One example of the seemingly limitless authority that the MACs and QICs wielded was that the auditors would provide reasons why claims were noncompliant, the defect could be cured, and the MACs and/or QICs would deny the claim for an entirely different reason.

The auditor would, in essence, be moving the goalposts after you kicked the ball. And the appeal backlog continued to swell.

The ability for the auditors to expand the review of claims beyond which was initially reviewed contributed the massive backlog of Medicare appeals at the ALJ level because more providers appeal an audit with which they disagree (common sense). Just like my hole in my front yard, the backlog of appeals grew, then ballooned until the number of Medicare appeals stuck in the backlog could possibly fill my hole. See blog for the Medicare appeal process and appeal deadlines.

According to the most current statistics available, there is a Medicare appeal backlog of approximately 870,000 appeals.  The average processing time for appeals decided in fiscal year 2015 is 547.1 days.

average time

Look at the balloon effect of “average processing time by fiscal year.” In 2009, the average processing time was 94.9 days (a little over 3 months). Now it is over 540 days (almost a year and a half)!!

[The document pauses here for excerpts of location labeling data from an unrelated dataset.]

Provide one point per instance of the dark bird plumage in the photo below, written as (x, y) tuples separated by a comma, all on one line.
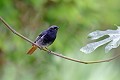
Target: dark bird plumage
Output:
[(45, 38)]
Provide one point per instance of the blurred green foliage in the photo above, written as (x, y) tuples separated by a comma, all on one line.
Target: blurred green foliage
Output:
[(76, 18)]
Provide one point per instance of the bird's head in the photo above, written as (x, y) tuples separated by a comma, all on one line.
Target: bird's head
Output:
[(54, 28)]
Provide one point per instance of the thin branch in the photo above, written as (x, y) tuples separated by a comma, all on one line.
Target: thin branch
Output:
[(54, 53)]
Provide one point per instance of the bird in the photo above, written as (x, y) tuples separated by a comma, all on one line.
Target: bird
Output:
[(45, 38)]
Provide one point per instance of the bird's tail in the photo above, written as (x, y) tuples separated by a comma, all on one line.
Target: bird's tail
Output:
[(34, 47)]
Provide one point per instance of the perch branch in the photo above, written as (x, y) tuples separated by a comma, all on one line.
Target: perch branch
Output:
[(54, 53)]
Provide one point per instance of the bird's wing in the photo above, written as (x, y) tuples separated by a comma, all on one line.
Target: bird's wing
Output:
[(41, 34)]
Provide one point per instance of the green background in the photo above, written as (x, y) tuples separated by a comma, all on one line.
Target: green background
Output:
[(76, 19)]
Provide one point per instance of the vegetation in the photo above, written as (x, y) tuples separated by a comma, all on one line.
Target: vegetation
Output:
[(76, 18)]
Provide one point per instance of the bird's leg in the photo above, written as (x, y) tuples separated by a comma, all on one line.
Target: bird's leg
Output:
[(47, 50)]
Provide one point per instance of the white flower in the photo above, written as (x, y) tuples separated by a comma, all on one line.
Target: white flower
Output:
[(113, 40)]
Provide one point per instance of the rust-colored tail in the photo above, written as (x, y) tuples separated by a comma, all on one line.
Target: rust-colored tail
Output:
[(32, 49)]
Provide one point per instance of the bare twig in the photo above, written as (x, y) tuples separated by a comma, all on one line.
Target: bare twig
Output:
[(54, 53)]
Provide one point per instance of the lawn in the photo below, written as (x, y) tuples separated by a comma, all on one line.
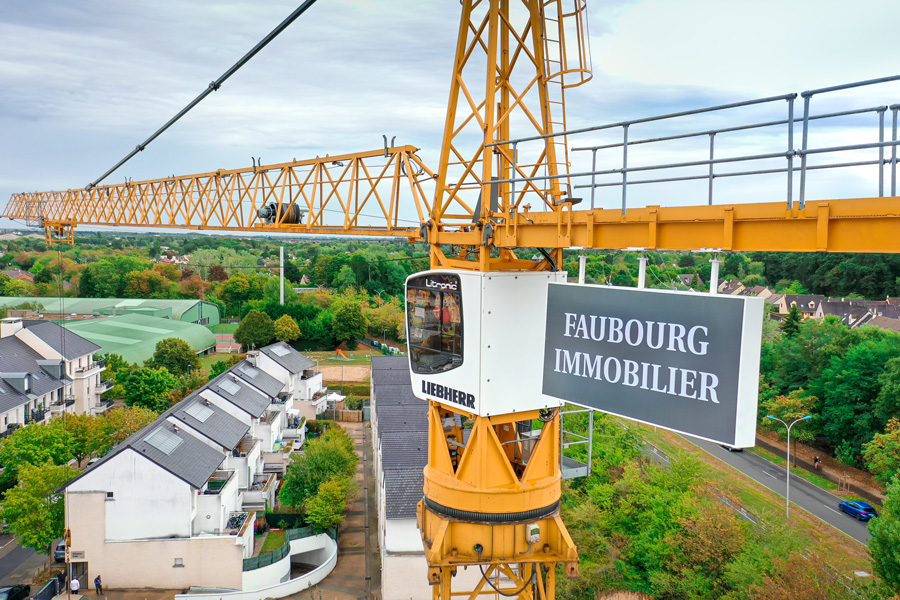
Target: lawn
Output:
[(274, 541), (207, 361), (843, 552)]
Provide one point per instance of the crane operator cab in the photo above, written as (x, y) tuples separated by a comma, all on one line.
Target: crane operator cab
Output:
[(476, 340)]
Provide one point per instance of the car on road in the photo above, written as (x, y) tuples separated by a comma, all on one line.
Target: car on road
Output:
[(859, 509), (15, 592), (731, 448)]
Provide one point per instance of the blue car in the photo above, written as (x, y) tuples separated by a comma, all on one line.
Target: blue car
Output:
[(861, 510)]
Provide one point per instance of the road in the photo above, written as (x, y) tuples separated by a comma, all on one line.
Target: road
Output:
[(811, 498), (11, 556)]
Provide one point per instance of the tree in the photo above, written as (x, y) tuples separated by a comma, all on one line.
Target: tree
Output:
[(84, 435), (292, 273), (331, 455), (146, 387), (119, 424), (885, 539), (324, 509), (791, 324), (286, 329), (882, 454), (345, 278), (349, 323), (176, 355), (33, 509), (36, 444), (255, 330)]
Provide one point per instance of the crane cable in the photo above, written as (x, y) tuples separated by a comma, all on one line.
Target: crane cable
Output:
[(213, 86)]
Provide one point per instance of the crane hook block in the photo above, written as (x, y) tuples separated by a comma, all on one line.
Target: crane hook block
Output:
[(285, 215)]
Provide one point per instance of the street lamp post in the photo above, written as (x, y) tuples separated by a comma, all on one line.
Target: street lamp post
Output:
[(787, 495)]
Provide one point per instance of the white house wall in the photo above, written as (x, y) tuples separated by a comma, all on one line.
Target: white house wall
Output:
[(204, 561), (148, 501)]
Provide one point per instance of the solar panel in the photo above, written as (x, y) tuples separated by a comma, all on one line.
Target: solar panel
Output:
[(164, 440), (249, 371), (201, 412), (230, 387)]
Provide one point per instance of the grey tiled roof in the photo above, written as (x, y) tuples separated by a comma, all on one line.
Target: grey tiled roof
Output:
[(396, 395), (53, 335), (257, 378), (192, 461), (402, 418), (402, 491), (245, 398), (404, 450), (293, 361), (218, 426), (17, 357)]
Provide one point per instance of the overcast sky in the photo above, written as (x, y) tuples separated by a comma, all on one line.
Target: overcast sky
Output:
[(81, 83)]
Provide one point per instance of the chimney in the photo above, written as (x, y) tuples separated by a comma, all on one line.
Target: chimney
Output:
[(10, 326), (20, 381), (54, 367)]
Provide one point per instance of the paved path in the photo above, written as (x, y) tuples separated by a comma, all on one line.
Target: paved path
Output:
[(358, 571), (813, 499)]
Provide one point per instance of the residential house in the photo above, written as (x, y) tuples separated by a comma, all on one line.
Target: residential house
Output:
[(304, 393), (807, 303), (196, 478), (60, 354)]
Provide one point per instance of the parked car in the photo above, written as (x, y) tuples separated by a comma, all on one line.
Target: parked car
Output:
[(15, 592), (859, 509)]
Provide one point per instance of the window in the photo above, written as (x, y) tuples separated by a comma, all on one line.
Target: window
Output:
[(434, 317)]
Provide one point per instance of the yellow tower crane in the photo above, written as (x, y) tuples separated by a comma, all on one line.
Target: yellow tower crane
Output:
[(492, 501)]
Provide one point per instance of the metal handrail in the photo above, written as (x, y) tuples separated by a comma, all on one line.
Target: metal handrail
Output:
[(788, 152)]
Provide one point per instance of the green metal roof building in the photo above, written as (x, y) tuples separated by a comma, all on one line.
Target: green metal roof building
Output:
[(190, 311), (135, 336)]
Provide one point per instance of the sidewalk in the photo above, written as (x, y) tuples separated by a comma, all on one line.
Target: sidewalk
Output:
[(358, 571), (855, 480)]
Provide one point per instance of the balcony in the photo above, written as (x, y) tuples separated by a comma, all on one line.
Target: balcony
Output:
[(245, 447), (35, 416), (217, 483), (90, 367), (237, 523)]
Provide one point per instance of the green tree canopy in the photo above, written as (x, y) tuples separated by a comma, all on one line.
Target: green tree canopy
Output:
[(255, 330), (349, 323), (176, 355), (286, 329), (33, 509), (331, 455), (147, 388), (882, 454), (885, 541)]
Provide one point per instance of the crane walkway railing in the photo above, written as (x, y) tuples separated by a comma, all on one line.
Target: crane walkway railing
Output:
[(707, 163)]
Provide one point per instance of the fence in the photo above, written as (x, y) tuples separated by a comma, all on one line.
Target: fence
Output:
[(50, 589), (264, 560)]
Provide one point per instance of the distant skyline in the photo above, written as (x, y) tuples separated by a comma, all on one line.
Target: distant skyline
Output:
[(82, 83)]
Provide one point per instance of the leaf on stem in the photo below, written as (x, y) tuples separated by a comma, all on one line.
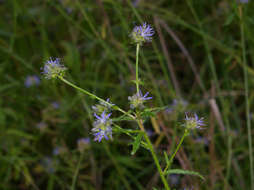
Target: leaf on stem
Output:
[(184, 172), (136, 143)]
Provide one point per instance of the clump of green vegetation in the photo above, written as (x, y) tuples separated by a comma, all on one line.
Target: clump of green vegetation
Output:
[(201, 53)]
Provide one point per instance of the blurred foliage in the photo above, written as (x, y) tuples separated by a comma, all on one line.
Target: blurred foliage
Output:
[(40, 125)]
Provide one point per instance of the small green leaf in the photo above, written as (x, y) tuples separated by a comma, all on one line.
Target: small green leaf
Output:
[(184, 172), (136, 143)]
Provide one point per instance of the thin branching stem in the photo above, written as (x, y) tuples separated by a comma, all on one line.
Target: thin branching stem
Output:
[(246, 87), (137, 80), (96, 97)]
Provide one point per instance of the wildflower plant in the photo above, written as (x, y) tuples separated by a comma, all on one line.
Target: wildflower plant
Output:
[(104, 125)]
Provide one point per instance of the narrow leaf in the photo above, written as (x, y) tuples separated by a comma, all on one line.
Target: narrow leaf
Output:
[(136, 143), (184, 172)]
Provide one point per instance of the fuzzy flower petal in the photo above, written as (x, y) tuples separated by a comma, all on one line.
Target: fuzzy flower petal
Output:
[(194, 122), (138, 100), (102, 127), (53, 69), (142, 33)]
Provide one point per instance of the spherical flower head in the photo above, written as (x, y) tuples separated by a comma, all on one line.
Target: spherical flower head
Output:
[(178, 105), (102, 106), (102, 127), (243, 1), (193, 122), (142, 33), (138, 100), (32, 81), (53, 69), (59, 150), (83, 143)]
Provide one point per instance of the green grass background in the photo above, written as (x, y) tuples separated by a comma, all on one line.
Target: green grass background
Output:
[(92, 38)]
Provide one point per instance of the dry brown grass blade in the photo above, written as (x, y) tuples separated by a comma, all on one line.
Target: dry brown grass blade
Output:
[(185, 52), (168, 58)]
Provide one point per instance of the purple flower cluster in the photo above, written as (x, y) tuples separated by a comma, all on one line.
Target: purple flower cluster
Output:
[(142, 33), (102, 127), (32, 80), (138, 99), (193, 122), (83, 143), (102, 106), (53, 69), (244, 1)]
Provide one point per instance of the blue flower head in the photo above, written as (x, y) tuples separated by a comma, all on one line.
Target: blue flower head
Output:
[(83, 143), (193, 122), (53, 69), (178, 105), (32, 80), (102, 106), (138, 100), (142, 33), (243, 1), (102, 127)]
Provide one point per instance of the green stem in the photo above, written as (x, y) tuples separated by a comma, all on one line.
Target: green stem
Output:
[(156, 160), (177, 148), (137, 80), (77, 171), (96, 97), (246, 97)]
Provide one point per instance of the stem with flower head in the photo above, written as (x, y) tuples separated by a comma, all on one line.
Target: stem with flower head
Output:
[(155, 158), (137, 80), (177, 148), (96, 97)]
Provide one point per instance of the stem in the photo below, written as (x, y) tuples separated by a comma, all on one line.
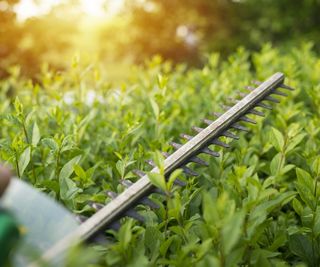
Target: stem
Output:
[(17, 164), (31, 152)]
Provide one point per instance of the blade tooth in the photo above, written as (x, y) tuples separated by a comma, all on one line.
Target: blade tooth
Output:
[(146, 201), (96, 206), (199, 161), (165, 154), (286, 87), (276, 92), (176, 146), (233, 100), (256, 82), (197, 129), (246, 119), (271, 99), (100, 239), (210, 152), (220, 143), (239, 127), (180, 183), (250, 88), (263, 105), (230, 135), (115, 226), (151, 162), (257, 112), (81, 218), (186, 136), (139, 173), (111, 194), (126, 183), (207, 121), (188, 171), (216, 114), (225, 107), (135, 215), (242, 94)]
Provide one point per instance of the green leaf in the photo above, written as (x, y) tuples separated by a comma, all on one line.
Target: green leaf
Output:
[(305, 188), (231, 231), (68, 168), (68, 188), (79, 171), (277, 139), (51, 143), (24, 160), (125, 234), (173, 177), (35, 135), (277, 164), (155, 108), (158, 180), (295, 141), (301, 246)]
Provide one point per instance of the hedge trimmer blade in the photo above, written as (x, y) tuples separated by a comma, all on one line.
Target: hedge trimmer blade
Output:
[(123, 204)]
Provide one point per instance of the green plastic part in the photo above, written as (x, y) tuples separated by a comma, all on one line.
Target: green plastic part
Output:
[(9, 236)]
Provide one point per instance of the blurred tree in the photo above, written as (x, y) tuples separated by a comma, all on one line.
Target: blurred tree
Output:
[(49, 39), (10, 35), (184, 30), (174, 29)]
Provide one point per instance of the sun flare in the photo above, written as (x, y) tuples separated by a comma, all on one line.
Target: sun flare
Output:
[(92, 8)]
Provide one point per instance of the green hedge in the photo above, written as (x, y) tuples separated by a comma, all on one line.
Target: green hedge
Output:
[(74, 136)]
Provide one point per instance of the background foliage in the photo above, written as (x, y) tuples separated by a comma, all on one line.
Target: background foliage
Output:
[(181, 31), (75, 135)]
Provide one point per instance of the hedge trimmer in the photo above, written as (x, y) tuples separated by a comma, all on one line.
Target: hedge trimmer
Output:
[(123, 204)]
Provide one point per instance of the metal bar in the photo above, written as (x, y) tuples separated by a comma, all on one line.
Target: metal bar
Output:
[(143, 186)]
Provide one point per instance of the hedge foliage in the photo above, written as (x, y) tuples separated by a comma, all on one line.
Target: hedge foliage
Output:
[(74, 136)]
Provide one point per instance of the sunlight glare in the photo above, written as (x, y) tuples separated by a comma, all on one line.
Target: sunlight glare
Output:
[(92, 8)]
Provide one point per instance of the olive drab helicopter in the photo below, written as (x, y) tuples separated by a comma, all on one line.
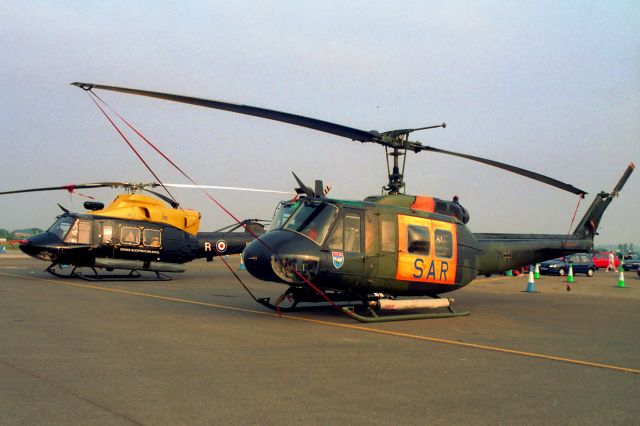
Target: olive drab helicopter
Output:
[(136, 233), (391, 245)]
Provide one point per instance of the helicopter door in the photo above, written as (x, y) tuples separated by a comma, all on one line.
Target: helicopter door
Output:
[(345, 245), (427, 250)]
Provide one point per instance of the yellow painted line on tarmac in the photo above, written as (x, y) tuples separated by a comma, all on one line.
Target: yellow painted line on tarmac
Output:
[(342, 325)]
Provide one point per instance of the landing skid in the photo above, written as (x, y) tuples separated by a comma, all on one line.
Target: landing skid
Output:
[(374, 317), (349, 306), (133, 275)]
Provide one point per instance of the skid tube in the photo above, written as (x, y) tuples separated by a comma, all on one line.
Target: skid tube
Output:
[(347, 306), (374, 317), (133, 275)]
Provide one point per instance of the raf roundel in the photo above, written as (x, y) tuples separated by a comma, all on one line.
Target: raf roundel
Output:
[(221, 246)]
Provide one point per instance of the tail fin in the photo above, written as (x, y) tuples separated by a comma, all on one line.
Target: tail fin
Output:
[(589, 224)]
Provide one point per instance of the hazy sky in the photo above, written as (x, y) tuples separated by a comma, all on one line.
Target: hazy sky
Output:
[(551, 86)]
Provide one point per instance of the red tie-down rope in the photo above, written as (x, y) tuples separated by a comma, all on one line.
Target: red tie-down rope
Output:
[(564, 244), (316, 289)]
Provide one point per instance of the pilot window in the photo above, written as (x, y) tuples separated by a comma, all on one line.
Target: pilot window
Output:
[(387, 233), (151, 237), (130, 235), (346, 234), (444, 243), (80, 232), (418, 240), (352, 233), (336, 242), (107, 233)]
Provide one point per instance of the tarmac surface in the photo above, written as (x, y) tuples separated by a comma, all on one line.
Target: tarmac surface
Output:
[(199, 350)]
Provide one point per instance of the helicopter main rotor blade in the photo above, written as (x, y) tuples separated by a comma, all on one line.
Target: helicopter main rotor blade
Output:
[(285, 117), (393, 139), (69, 188), (517, 170), (233, 188)]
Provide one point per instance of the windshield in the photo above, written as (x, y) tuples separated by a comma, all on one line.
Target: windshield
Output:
[(61, 226), (282, 213), (312, 220)]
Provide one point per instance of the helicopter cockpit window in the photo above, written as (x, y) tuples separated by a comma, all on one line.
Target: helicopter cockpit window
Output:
[(282, 213), (312, 219), (79, 233), (418, 239), (130, 235), (107, 234), (346, 234), (352, 233), (151, 237), (61, 226), (444, 243)]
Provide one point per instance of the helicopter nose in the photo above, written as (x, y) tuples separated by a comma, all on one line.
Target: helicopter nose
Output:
[(39, 246), (282, 256)]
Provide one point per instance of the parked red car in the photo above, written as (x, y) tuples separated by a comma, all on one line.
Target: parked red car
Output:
[(601, 260)]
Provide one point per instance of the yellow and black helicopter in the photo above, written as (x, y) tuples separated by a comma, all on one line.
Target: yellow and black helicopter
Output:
[(136, 232)]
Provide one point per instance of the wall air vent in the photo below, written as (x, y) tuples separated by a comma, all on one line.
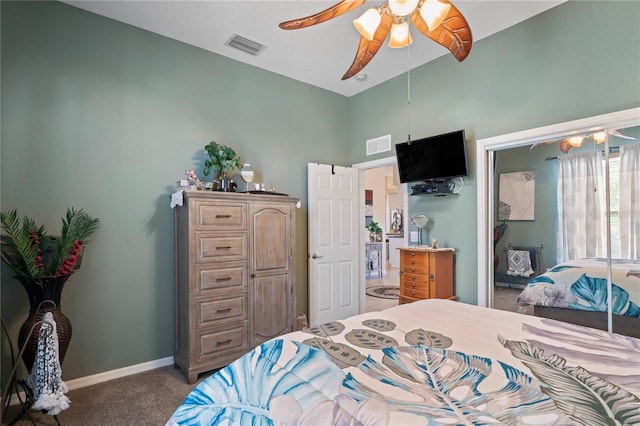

“I love my husband’s intentions, but the result looks like the Medicare backlog.”

In an attempt to clear the backlog, CMS released MLN Matters® Number: SE1521, on August 1, 2015, in which “CMS has instructed MACs and QICs to limit their review to the reason(s) the claim or line item at issue was initially denied.” (emphasis added).

An exception, however, is if claims are denied for insufficient documentation and the provider submits documents, the claim may still be denied for lack of medical necessity if the documents submitted do not support medical necessity.

This new instruction found in MLN Matters No. SE1521 is an attempt by CMS to reconcile the huge backlog of Medicare appeals at the ALJ level. It is a small gesture. Quite frankly, this instruction should be self-evident as it is inherently unfair to providers to move the goalposts during an audit. I liken this gesture to my husband aiming the sprinkler toward the hole.

sprinkler

In other words, in my opinion, this feeble gesture alone, will not solve the problem. But, in the meantime, it will benefit providers who have been suffering from the goalposts being moved during an audit.

Once something is so big…

“I love my husband’s intentions, but the result looks like the Medicare backlog.”

Maybe the backlog will be fixed when my hole has transformed to a swimming hole.